Alas, no HotNets paper for our group this year. I'll be posting our submission on-line to our wiki shortly as the paper was geared strictly towards HotNets, i.e. primarily opinion / philosophy versus raw technical substance. It was definitely a learning experience (euphemism for definite reject) as we do not usually dive into the philosophical domain with papers. Certainly a fun paper to write though as we were quite a bit more casual with various bits of puffery throughout the paper. The use of words such as "scurrilous" and phrases of "having your cake and eating it too" are certainly not typical academse fair.

The executive summary of the paper was fairly simple, sites would love to be centralized as it makes a host of management / resource issues much simpler but often do not have the scale to do so. In that context, we described our concept of ScaleBox which represents the amalgamation of my NSF CAREER work on Transparent Bandwidth Conservation, bringing in packet caching, TCP pre-fetching, tail synchronization, and stealth multicast in a single unified architecture. Unfortunately, fitting all of that in only six pages coupled with various larger scale musings which I thought were much more profound (does TCP apply when bandwidth conservation is involved, does it work with the current Internet, how should multicast economics really work) is a recipe for disaster. Couple that with thoroughly imbibing one's one Kool Aid as I was knee deep in writing a DARPA proposal with an incorrect assumption of reader rapport and that spells R-E-J-E-C-T.

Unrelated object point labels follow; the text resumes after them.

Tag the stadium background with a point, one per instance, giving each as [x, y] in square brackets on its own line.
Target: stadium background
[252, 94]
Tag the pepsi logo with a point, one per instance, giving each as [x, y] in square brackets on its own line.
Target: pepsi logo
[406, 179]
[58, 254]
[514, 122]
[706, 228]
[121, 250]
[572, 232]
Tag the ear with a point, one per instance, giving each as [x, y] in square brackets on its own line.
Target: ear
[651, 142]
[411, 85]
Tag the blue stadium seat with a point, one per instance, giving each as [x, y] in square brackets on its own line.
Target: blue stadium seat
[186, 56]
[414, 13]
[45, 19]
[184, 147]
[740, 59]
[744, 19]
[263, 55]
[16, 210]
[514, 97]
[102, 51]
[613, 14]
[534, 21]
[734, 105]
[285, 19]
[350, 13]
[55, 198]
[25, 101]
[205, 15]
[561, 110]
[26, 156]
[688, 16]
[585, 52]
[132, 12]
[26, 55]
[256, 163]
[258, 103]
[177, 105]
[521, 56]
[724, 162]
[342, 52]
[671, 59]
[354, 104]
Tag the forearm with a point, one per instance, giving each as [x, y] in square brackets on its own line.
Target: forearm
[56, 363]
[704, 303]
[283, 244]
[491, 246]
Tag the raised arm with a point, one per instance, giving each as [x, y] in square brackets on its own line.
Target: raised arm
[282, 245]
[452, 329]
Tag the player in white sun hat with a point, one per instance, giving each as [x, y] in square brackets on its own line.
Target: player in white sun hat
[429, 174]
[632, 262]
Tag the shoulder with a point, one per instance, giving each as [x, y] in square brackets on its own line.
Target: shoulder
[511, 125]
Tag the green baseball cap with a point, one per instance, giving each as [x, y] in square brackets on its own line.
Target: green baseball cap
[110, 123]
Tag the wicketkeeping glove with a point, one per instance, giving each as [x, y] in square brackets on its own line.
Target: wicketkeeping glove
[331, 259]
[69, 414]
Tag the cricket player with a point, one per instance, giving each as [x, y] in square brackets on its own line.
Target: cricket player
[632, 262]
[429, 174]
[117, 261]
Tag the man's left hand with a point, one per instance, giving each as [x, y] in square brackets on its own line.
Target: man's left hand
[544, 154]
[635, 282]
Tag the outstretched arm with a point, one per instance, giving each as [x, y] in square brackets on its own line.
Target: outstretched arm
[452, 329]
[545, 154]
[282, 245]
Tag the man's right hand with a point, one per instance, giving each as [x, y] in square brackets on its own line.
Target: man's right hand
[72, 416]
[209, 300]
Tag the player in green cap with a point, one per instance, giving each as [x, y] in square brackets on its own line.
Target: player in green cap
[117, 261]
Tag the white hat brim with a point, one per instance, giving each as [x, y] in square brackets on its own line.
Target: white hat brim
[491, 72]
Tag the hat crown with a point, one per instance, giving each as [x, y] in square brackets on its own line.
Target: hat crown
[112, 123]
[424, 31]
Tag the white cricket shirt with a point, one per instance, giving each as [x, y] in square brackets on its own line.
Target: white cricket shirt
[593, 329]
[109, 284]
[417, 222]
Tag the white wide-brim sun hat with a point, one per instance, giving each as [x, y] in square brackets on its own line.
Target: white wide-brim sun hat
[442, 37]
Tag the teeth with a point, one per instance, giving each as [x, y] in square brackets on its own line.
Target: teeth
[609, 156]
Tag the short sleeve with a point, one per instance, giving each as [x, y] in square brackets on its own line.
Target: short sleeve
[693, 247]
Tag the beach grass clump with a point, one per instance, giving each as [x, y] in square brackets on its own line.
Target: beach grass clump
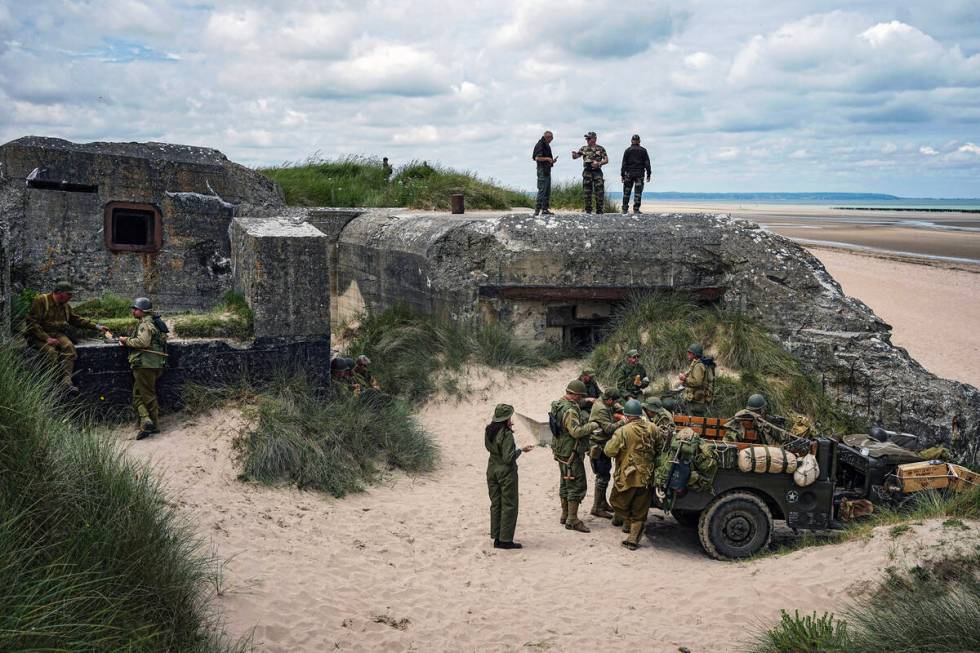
[334, 445]
[663, 325]
[92, 555]
[928, 608]
[355, 181]
[411, 351]
[231, 318]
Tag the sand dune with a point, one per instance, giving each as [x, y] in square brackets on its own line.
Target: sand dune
[408, 565]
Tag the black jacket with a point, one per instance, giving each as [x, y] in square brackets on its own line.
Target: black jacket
[636, 161]
[542, 149]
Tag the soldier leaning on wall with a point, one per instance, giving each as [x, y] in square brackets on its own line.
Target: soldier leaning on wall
[48, 319]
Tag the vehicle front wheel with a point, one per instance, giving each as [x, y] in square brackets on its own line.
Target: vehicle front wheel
[735, 525]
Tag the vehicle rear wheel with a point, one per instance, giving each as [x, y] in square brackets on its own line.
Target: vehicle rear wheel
[687, 518]
[735, 525]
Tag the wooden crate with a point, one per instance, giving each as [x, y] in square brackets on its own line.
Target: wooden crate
[926, 475]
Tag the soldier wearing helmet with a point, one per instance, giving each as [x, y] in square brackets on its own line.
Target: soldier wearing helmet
[49, 317]
[634, 446]
[755, 416]
[603, 415]
[697, 382]
[571, 442]
[631, 377]
[147, 346]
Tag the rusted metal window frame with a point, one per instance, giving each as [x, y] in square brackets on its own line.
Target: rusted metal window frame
[156, 240]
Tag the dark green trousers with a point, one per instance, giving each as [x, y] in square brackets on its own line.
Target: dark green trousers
[502, 485]
[572, 489]
[145, 393]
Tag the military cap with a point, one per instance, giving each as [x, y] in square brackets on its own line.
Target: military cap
[575, 387]
[502, 412]
[611, 393]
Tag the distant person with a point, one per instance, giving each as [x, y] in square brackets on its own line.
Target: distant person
[49, 317]
[498, 438]
[593, 185]
[148, 357]
[636, 161]
[545, 161]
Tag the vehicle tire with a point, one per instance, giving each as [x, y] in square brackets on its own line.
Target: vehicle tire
[688, 518]
[735, 525]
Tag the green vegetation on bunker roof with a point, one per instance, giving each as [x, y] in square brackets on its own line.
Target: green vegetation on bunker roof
[92, 555]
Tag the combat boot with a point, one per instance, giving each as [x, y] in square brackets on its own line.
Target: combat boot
[573, 523]
[636, 532]
[597, 508]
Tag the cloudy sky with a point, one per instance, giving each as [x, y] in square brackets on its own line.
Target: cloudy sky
[755, 95]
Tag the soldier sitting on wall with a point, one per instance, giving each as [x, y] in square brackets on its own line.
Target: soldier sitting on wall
[49, 318]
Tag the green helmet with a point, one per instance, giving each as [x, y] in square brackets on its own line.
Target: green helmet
[633, 408]
[653, 403]
[575, 387]
[757, 402]
[502, 412]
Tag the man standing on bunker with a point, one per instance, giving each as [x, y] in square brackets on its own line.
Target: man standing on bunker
[593, 157]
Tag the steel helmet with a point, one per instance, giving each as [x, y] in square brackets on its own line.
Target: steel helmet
[757, 401]
[633, 408]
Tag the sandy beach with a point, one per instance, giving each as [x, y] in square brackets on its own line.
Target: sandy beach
[408, 565]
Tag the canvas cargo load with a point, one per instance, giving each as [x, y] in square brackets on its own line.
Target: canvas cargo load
[767, 460]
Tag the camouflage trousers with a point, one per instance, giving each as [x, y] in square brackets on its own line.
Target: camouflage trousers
[593, 185]
[632, 181]
[544, 190]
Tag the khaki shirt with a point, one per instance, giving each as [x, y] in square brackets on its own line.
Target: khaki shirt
[634, 446]
[48, 318]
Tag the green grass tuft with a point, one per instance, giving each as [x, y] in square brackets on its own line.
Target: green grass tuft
[334, 446]
[92, 556]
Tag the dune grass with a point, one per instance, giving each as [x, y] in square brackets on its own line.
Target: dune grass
[928, 608]
[360, 182]
[92, 556]
[336, 446]
[412, 353]
[663, 326]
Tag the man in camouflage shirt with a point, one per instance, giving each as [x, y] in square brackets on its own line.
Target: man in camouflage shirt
[593, 157]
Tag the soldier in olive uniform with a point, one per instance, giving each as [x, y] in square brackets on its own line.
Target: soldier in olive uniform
[592, 391]
[147, 357]
[593, 185]
[756, 411]
[634, 446]
[498, 438]
[696, 382]
[631, 377]
[49, 317]
[603, 415]
[570, 447]
[659, 415]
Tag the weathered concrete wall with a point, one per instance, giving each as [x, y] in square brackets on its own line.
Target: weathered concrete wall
[106, 380]
[60, 233]
[281, 266]
[513, 267]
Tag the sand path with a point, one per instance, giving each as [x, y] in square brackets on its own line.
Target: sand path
[408, 565]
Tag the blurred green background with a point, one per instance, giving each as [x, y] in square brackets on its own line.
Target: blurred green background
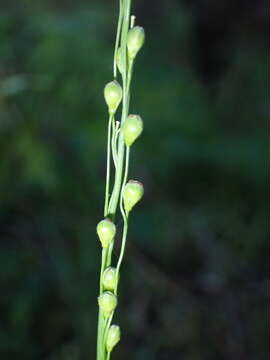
[196, 279]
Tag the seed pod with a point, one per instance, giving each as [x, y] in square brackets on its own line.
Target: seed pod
[107, 302]
[113, 337]
[132, 129]
[106, 231]
[119, 61]
[133, 192]
[110, 279]
[113, 95]
[135, 40]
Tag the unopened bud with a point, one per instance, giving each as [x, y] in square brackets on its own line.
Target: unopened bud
[107, 302]
[106, 231]
[113, 337]
[132, 129]
[113, 95]
[133, 192]
[135, 40]
[110, 279]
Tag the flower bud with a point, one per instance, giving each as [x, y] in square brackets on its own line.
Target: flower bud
[113, 337]
[110, 279]
[132, 129]
[135, 40]
[106, 231]
[133, 192]
[119, 61]
[113, 95]
[107, 302]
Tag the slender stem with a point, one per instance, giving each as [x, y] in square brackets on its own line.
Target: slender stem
[126, 76]
[114, 142]
[118, 152]
[107, 189]
[124, 215]
[100, 316]
[119, 26]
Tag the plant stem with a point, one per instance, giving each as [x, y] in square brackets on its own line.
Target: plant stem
[107, 189]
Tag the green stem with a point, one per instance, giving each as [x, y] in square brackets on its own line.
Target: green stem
[119, 26]
[126, 76]
[124, 215]
[100, 316]
[107, 189]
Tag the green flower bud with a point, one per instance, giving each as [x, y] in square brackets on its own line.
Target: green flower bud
[113, 95]
[133, 192]
[119, 61]
[113, 337]
[107, 302]
[106, 231]
[132, 129]
[135, 40]
[110, 279]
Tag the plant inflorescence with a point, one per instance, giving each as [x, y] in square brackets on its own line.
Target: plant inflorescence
[122, 194]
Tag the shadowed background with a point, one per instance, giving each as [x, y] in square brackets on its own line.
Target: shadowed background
[195, 284]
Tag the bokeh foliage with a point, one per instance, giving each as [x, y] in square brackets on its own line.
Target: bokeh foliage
[196, 278]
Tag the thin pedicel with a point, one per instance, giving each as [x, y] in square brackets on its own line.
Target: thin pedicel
[121, 194]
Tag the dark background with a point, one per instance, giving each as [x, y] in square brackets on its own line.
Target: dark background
[196, 278]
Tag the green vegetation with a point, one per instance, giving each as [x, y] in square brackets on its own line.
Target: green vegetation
[121, 135]
[196, 283]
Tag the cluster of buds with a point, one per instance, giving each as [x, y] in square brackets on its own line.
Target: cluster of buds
[132, 192]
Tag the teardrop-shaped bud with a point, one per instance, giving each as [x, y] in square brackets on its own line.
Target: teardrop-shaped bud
[135, 40]
[106, 231]
[132, 129]
[119, 60]
[107, 302]
[113, 95]
[132, 193]
[113, 337]
[110, 279]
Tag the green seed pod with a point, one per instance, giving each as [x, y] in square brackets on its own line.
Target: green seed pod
[113, 95]
[133, 192]
[107, 302]
[106, 231]
[119, 61]
[135, 40]
[113, 337]
[132, 129]
[110, 279]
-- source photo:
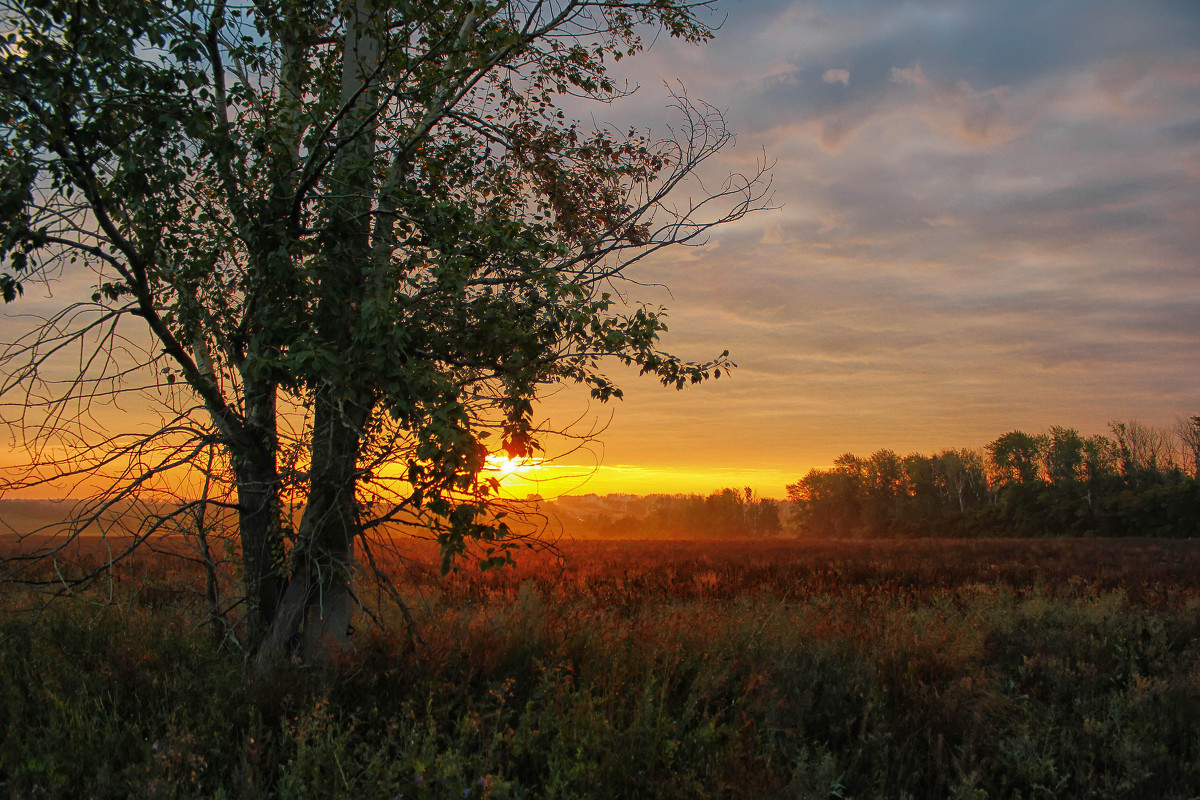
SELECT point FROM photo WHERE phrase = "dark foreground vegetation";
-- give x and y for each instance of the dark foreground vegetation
(935, 668)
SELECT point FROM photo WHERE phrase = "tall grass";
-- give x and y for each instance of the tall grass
(617, 678)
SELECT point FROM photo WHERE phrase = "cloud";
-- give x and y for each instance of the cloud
(837, 76)
(913, 74)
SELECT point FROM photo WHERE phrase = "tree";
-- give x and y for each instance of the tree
(342, 245)
(1015, 457)
(1187, 429)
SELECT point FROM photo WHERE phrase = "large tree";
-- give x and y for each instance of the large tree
(342, 244)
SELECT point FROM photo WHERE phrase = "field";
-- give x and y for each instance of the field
(779, 668)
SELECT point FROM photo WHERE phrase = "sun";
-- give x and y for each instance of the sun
(502, 467)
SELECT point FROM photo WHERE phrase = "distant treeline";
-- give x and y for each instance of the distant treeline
(1137, 481)
(721, 515)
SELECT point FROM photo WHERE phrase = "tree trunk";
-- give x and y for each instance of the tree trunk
(316, 611)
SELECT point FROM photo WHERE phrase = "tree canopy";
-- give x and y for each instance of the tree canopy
(341, 245)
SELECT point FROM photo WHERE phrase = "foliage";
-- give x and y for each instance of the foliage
(346, 245)
(1134, 483)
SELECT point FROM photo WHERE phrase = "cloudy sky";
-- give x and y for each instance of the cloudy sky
(988, 220)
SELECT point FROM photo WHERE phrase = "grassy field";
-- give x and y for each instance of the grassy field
(930, 668)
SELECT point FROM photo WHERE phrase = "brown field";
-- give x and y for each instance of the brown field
(1152, 571)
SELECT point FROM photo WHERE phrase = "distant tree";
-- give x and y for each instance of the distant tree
(1063, 456)
(1144, 452)
(1188, 432)
(828, 503)
(961, 477)
(343, 245)
(1017, 457)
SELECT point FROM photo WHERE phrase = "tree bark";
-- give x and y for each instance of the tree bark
(256, 473)
(315, 613)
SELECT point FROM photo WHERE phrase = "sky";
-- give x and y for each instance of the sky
(987, 218)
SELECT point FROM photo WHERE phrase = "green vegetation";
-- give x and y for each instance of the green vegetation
(780, 669)
(1139, 481)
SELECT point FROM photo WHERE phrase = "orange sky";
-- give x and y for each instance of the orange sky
(988, 220)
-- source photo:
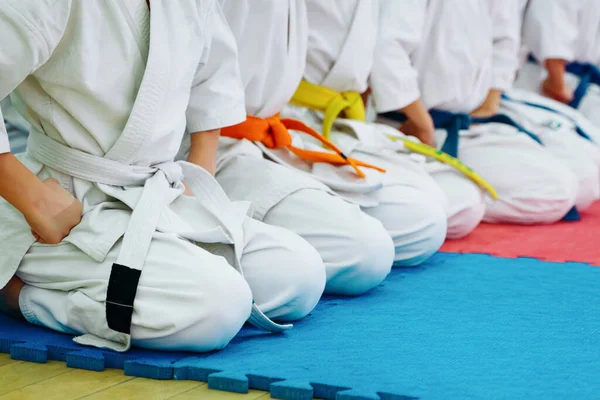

With the wikifying of the submission, I'll also be taking the step of putting the raw reviews themselves on-line. An added bonus is that I get to do a point-by-point rebuttal :) I have long been intrigued by the review process with all of its nuance. The Global Internet Symposium approach of having all reviews signed with fully public reviews for accepted papers was quite interesting with mixed results. Those that took the experiment seriously were not the ones where problems with reviewers existed in the first place which was unfortunate. I would have liked to have seen a bit of a post-mortem on GI via the TCCC mailing list but perhaps it was discussed at the TCCC meeting at INFOCOM. The raw reviews being posted was a fantastic step that should be encouraged in the community to foster transparency.

Alternatively, the public review of SIGCOMM and CCR is a bit of a let down in my opinion. While it is certainly wonderful as a more junior professor to have a well established person writing the front article (having Jon Crowcroft write the public review for our edge-to-edge QoS paper, ERM, was a special treat), the public reviews especially for a conference like SIGCOMM often seemed to get watered down. Some had reasonable anecdotes from the TPC but most were fairly bland relative to the paper. Given the tight interweaving of accepted papers at SIGCOMM versus TPC members, I guess this would only be natural. Coming as a relative outsider, the raw reviews give significant more confidence in the thoroughness of the process than the rough equivalent of a NSF panel summary.

While I won't muse too much on where conferences in networking are going as that is best left to the TCCC mailing list or other venues, it is interesting that the philosophy espoused by HotNets is actually the norm outside of systems / networking. Works in progress or abstract-only submissions drive conference submissions rather than conference papers representing completed works in and of themselves. A roommate of one of my graduate students was shocked to find out that conference submissions were actually rejected in our field, even more shocked when he found out the average acceptance ratios.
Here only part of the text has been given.